MinervaX is backed by several investors, who are necessary to finance the multimillion dollar cost of clinical trials, Aziz said.
MinervaX’s CEO Per Fischer said his company will need even more capital to continue. He fears raising money will get harder if Kennedy is confirmed. “I think people are sort of applying this wait and see kind of approach and then hoping it's not going to be as bad.”
Funding for kids vaccines potentially at risk
The committee’s most direct power over immunization may be its control over billions of federal dollars to buy vaccines.
ACIP decides which vaccines to buy under the Vaccines for Children program, and the federal funding is guaranteed. Congress created the program after deadly measles outbreaks more than 30 years ago.
The epidemic, which ended in 1991, sent thousands of children to hospitals and killed 123 people. Some children who became ill had seen doctors, but were unvaccinated because their families couldn’t afford shots. Doctors had referred parents to free clinics for shots. The extra step became a barrier.
As a fix, Congress set up the Vaccines for Children to pay for immunizations that doctors give vulnerable children. It worked. Referrals to free clinics dropped. Measles vaccination rates increased.
About half the nation’s children are eligible for vaccines under the program, which, in 2023, spent $5.2 billion.
Some state public health officials are concerned appointments under Kennedy will shrink the program.
In Hawaii, 56% of children receive free vaccines. Doctors order about $19 million of children’s vaccines under the program, according to the state.
Ron Balajadia, who oversees the program for Hawaii’s Health Department, said the agency is in early meetings with lawmakers on new state funding to fill in gaps should ACIP begin to cut back the program under Kennedy.

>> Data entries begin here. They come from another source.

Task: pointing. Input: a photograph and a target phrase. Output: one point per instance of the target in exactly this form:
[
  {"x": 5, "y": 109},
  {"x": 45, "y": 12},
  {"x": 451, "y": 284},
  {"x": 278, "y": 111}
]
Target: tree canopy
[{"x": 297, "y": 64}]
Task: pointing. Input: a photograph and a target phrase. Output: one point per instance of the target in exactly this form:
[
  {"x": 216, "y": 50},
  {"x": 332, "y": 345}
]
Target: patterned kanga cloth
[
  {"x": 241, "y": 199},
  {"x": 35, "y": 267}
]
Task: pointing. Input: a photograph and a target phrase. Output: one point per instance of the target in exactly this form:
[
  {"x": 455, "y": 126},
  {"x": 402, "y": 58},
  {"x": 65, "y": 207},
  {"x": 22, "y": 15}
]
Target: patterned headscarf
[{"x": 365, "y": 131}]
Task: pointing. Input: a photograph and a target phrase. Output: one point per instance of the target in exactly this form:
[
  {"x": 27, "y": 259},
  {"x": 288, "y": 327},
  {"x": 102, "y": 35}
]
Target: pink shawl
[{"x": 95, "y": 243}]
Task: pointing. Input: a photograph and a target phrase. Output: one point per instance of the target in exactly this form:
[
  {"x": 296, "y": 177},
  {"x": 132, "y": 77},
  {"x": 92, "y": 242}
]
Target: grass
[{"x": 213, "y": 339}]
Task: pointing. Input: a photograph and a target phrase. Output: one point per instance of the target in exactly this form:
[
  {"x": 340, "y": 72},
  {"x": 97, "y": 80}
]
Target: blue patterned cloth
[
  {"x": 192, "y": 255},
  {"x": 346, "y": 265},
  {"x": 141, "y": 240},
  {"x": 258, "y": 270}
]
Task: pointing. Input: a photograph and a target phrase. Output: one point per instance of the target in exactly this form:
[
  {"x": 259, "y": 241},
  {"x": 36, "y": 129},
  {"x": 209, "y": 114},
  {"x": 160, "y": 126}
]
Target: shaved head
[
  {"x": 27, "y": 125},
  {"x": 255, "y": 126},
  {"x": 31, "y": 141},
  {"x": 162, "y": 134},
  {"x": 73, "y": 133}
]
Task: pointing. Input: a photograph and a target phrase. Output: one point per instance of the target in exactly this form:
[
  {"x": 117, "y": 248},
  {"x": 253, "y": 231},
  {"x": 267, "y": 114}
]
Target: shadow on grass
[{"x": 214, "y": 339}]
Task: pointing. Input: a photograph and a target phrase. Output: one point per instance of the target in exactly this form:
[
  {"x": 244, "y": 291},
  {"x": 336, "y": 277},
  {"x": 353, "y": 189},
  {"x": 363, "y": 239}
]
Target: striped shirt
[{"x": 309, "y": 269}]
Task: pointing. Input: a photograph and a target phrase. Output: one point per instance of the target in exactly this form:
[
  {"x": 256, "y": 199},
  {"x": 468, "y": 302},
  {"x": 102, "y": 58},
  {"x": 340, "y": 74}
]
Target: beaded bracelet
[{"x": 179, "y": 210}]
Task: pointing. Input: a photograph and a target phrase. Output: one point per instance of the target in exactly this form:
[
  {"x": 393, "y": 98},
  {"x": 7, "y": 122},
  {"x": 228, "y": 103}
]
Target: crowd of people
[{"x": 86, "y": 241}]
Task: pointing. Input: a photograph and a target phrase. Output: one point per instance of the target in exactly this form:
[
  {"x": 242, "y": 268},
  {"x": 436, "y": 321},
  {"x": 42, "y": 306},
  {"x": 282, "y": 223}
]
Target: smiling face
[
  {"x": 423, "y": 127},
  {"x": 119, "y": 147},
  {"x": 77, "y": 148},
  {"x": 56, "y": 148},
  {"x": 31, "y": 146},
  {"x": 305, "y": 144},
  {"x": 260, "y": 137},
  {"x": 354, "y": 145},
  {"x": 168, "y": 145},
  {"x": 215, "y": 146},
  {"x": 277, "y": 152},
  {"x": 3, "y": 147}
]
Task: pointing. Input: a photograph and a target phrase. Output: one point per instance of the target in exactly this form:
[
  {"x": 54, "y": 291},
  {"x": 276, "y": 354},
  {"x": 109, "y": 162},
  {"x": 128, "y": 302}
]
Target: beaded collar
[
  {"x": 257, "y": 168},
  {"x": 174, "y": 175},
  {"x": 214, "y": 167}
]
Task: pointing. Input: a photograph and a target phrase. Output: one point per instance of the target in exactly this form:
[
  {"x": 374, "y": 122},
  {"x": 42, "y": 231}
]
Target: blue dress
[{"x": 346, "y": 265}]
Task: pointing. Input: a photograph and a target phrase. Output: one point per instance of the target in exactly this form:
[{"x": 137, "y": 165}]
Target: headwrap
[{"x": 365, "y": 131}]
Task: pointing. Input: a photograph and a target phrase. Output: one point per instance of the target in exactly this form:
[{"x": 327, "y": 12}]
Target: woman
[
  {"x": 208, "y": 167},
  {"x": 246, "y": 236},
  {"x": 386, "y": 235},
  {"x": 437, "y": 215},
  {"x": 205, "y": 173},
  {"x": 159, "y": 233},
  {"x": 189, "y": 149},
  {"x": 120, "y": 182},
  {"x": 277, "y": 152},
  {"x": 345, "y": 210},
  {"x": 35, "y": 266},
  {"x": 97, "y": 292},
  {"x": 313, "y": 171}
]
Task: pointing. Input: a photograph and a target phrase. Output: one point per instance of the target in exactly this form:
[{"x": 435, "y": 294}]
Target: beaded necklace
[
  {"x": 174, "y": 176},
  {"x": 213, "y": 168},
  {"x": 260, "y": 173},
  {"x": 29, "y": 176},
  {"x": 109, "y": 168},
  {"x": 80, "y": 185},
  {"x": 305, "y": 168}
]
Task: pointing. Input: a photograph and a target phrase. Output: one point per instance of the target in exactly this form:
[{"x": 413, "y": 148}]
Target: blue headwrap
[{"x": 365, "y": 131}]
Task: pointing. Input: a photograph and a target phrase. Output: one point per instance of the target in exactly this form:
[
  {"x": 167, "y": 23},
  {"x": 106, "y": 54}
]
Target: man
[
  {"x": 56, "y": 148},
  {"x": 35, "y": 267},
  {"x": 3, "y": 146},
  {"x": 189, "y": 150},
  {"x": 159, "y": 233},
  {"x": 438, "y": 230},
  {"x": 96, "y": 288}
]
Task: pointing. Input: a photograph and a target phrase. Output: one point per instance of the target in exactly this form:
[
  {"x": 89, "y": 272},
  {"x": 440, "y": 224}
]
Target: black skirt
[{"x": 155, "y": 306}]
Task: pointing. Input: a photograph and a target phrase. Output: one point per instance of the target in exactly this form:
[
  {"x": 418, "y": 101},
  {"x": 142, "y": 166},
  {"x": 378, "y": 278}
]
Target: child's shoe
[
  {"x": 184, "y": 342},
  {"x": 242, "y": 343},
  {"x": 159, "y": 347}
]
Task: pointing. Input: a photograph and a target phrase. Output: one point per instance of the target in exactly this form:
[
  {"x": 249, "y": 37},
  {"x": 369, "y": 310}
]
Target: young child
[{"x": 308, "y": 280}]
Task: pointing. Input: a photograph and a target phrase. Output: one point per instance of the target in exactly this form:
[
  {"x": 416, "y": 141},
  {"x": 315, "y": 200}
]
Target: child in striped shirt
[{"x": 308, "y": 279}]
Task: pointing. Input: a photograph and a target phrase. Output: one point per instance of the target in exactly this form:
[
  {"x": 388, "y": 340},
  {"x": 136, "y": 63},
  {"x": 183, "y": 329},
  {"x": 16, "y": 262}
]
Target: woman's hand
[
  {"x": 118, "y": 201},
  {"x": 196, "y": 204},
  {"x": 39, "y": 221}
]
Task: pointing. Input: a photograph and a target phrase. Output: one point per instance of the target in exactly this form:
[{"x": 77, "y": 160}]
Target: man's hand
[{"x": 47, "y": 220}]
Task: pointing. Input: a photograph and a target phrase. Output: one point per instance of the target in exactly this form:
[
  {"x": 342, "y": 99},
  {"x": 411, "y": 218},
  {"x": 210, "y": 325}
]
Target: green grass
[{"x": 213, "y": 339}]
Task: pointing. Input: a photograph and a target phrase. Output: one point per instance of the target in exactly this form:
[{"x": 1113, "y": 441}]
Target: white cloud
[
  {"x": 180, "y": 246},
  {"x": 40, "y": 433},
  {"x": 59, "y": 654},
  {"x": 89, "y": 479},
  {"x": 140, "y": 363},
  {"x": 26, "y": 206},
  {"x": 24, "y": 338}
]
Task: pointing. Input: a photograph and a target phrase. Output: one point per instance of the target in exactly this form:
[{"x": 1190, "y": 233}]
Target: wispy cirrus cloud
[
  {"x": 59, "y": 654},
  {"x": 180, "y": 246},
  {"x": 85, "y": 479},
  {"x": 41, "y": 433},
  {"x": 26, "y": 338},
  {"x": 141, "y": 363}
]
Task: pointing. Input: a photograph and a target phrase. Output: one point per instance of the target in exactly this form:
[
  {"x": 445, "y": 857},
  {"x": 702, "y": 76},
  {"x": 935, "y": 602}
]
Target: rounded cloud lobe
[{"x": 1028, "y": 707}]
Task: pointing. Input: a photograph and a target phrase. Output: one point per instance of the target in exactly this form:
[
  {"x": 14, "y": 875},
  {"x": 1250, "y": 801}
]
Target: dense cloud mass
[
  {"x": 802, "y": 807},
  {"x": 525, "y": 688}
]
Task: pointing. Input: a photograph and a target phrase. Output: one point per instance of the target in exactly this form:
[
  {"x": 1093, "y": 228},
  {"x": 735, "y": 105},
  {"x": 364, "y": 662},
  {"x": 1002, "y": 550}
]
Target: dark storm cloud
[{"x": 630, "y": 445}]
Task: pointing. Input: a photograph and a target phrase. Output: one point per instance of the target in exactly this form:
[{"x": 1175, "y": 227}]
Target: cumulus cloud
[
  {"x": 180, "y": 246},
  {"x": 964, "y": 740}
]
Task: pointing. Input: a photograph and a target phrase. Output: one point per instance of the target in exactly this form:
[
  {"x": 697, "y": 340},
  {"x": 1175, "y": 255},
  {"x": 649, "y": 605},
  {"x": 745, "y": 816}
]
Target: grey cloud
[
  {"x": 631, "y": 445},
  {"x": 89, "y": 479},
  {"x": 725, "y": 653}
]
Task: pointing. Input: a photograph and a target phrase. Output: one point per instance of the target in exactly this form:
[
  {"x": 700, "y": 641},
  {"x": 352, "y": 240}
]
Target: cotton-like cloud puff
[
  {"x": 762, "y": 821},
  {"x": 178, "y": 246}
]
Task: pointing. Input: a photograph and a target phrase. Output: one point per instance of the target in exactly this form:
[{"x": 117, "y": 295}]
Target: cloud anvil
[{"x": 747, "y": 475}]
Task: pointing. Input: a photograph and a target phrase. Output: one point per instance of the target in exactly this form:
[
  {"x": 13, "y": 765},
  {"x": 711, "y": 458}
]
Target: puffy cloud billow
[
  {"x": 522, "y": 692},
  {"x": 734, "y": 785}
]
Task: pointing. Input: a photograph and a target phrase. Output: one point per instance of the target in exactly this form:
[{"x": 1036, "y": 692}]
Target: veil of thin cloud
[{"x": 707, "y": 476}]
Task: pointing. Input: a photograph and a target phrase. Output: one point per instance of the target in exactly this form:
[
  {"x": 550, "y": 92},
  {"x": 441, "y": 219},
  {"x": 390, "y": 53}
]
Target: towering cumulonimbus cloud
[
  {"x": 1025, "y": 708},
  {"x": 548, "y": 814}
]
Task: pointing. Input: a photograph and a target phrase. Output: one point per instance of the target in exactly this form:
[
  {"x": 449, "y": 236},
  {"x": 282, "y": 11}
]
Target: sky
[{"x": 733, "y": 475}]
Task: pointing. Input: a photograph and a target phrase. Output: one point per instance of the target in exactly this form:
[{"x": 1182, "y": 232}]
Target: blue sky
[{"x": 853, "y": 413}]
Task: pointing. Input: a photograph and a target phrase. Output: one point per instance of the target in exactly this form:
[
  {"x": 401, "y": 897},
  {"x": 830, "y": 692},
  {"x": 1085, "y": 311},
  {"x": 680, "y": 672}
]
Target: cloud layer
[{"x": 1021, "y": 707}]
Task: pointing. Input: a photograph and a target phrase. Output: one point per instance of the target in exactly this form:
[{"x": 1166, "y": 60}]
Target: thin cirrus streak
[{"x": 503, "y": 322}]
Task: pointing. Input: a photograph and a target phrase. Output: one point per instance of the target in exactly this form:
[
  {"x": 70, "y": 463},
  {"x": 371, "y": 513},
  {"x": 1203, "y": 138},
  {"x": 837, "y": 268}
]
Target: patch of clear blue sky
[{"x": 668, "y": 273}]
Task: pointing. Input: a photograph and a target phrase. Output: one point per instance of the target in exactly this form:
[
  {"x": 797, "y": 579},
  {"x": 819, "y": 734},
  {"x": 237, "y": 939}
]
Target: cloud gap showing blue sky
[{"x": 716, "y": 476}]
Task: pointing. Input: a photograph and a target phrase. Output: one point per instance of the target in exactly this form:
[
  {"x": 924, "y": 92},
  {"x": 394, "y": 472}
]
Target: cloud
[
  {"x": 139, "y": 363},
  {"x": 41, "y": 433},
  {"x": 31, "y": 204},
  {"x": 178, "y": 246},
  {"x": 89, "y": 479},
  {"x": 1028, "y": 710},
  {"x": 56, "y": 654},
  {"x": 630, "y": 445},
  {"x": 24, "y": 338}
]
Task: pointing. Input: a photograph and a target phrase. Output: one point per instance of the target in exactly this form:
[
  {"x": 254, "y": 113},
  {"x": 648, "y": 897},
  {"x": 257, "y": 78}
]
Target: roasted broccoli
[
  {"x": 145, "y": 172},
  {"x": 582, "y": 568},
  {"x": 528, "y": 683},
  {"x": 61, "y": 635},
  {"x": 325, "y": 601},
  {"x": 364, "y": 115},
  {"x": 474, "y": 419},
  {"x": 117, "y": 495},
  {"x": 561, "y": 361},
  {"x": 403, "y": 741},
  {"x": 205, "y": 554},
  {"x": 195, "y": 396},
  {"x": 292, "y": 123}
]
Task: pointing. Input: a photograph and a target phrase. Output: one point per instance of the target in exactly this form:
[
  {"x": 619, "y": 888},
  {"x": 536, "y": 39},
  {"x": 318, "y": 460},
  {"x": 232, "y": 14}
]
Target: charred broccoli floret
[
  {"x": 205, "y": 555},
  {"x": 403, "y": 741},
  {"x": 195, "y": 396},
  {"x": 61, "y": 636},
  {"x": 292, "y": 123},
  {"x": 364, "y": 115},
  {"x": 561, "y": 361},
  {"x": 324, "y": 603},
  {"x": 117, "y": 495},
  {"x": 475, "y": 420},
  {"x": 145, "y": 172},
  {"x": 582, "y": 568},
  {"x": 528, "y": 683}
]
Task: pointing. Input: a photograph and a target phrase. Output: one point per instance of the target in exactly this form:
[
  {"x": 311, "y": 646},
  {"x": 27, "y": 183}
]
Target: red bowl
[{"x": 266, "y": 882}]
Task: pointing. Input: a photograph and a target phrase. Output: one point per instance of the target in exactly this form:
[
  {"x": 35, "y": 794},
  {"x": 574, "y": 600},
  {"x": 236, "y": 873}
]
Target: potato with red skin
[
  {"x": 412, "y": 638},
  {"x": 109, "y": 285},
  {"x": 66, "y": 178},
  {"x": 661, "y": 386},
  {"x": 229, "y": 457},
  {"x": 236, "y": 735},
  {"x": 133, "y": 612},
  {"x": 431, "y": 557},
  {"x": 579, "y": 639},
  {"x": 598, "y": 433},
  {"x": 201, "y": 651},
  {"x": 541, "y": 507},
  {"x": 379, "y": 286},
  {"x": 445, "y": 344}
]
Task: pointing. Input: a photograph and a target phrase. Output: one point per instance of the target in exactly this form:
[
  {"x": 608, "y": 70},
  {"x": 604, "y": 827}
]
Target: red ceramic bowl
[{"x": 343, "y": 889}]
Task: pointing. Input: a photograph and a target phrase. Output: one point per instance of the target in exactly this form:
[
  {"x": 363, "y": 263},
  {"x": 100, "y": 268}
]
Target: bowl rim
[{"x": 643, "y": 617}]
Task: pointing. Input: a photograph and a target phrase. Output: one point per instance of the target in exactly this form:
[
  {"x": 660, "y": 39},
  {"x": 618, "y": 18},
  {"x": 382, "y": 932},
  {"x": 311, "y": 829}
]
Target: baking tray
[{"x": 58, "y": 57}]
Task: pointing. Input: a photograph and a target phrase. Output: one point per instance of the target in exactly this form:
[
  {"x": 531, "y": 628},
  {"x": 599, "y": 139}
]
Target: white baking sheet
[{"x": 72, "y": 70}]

He fears what may happen to the state’s children if Hawaii loses ground on immunization rates should money for vaccines disappear.
Balajadia has seen the toll of outbreaks firsthand. Early in his career, he responded to an outbreak of whooping cough, on islands in the Pacific.
He anchored one day on a small island in the Pacific Ocean. He was met by a distressed mother and local health care worker holding a baby in spasms. The infant was vomiting and blue.
Balajadia could do nothing. “It haunted me, in the way that I wanted to help, but I couldn't.”
Balajadia worries that handing Kennedy control over funding for children's vaccines would threaten to undermine a hard-won public health lesson: Research shows policies that make vaccines low-cost or free help push up public protection against diseases to levels that, largely, prevent outbreaks.
“That's the part that I fear the most,” he said, “is if we have another outbreak.”